この「フォッシュ」よりも早く就役し、先に退役したのが姉妹艦の「クレマンソー」。同艦も「サンパウロ(フォッシュ)」同様、アスベスト問題などから、かつて受け入れを拒否され、なかなか解体が決まらなかった経緯がありました。

 そもそもクレマンソー級空母をフランスが造ろうとしたきっかけは、それまで使っていたアメリカやイギリス製の中古空母に頼ることなく、国防面で独立性を保とうとしたからです。その結果、フランスが自国の威信をかけて建造し、1番艦として1961年11月に就役したのが「クレマンソー」でした。

 発着艦を同時に行うために、進行方向から斜めにずらした飛行甲板を持つアングルド・デッキ、蒸気の力で機体を射出するスチームカタパルトなど当時の最新設備を数多く備え、全長265m、出力12万6000馬力という数字は、イギリスのオーディシャス級航空母艦と並び、アメリカ海軍の大型空母群に次ぐヨーロッパ最大級のスペックでした。

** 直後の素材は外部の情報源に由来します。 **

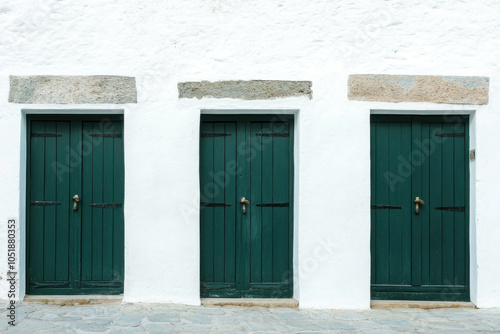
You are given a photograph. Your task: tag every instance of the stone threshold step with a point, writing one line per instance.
(259, 302)
(64, 300)
(426, 305)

 1968年に南太平洋へ一時配備され、核実験に参加したのを皮切りに、1974年にはジプチへ派遣、1980年代に近代改修を行ったあとは1984年のレバノン内戦、1987年から1988年のイラン・イラク戦争、1990年の湾岸戦争などと戦地へ派遣され続けます、まさにフランス海軍の象徴として、東西冷戦序盤から終結まで、アメリカ以外の洋上航空戦力として無視できない存在感を維持し続けました。